Sunday, April 5

Most developers trying to improve their LLM outputs reach for the same tools in the wrong order. They add a system prompt, see marginal improvement, then pile on role instructions, then chain-of-thought, then wonder why their prompts are 800 tokens long and still hallucinating. The reality is that each of the major prompt engineering techniques has a specific problem domain where it earns its token cost — and domains where it actively hurts. This article breaks down chain-of-thought, role prompting, and constitutional AI with concrete examples, real failure modes, and code you can drop into your workflow today.

The Three Techniques, Briefly Defined

Before comparing them, a fast definition of each so we’re using the same language:

  • Chain-of-Thought (CoT): You instruct the model to reason step-by-step before producing a final answer.
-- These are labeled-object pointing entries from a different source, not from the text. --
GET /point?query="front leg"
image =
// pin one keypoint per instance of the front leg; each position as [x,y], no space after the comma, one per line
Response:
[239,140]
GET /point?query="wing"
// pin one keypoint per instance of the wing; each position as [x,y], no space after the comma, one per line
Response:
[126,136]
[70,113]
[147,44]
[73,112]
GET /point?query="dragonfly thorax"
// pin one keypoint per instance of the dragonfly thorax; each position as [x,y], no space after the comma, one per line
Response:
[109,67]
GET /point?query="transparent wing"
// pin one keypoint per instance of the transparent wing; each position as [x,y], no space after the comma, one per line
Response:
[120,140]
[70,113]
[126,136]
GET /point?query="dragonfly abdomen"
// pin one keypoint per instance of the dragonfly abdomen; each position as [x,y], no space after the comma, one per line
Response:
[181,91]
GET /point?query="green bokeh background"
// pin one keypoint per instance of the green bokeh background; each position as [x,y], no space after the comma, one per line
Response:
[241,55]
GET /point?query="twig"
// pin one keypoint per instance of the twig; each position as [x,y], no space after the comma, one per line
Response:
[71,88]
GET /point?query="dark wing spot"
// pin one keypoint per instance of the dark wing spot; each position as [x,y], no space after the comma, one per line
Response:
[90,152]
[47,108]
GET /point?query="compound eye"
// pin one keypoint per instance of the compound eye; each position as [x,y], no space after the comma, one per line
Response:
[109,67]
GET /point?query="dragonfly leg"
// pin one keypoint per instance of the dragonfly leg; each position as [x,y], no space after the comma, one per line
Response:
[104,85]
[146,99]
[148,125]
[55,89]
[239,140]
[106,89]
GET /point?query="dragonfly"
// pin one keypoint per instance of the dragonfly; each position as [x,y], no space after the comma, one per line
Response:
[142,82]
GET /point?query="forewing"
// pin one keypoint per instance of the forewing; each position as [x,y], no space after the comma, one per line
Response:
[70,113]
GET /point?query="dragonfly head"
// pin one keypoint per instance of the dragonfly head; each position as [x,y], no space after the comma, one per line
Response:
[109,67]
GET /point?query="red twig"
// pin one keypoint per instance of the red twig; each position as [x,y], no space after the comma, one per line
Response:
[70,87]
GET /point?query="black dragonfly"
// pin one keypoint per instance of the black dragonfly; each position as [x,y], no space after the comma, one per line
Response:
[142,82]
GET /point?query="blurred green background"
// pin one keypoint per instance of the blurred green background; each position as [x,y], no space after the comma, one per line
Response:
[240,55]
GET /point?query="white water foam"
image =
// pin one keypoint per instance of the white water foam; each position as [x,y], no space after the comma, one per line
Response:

Either via few-shot examples (“Q: … A: Let’s think step by step…”) or zero-shot (“Think through this carefully before answering”).
  • Role Prompting: You assign the model a persona or expert identity. “You are a senior DevOps engineer with 10 years of Kubernetes experience.” The hypothesis is that the framing shapes the output distribution toward expert-quality responses.
  • Constitutional AI (CAI): Developed by Anthropic, this technique has the model critique and revise its own outputs against a set of principles before finalizing. In prompt engineering practice, this means asking the model to evaluate its draft against rules you specify, then rewrite.

You’ve probably tried all three. The question is whether you’re using them where they actually move the needle.

Chain-of-Thought: When Reasoning Chains Actually Help

CoT delivers the most measurable gains on tasks that have verifiable intermediate steps — math, logic puzzles, multi-hop reasoning, code debugging. The original Google paper showed 40%+ accuracy improvements on grade-school math benchmarks. That’s real. But most production use cases aren’t grade-school math.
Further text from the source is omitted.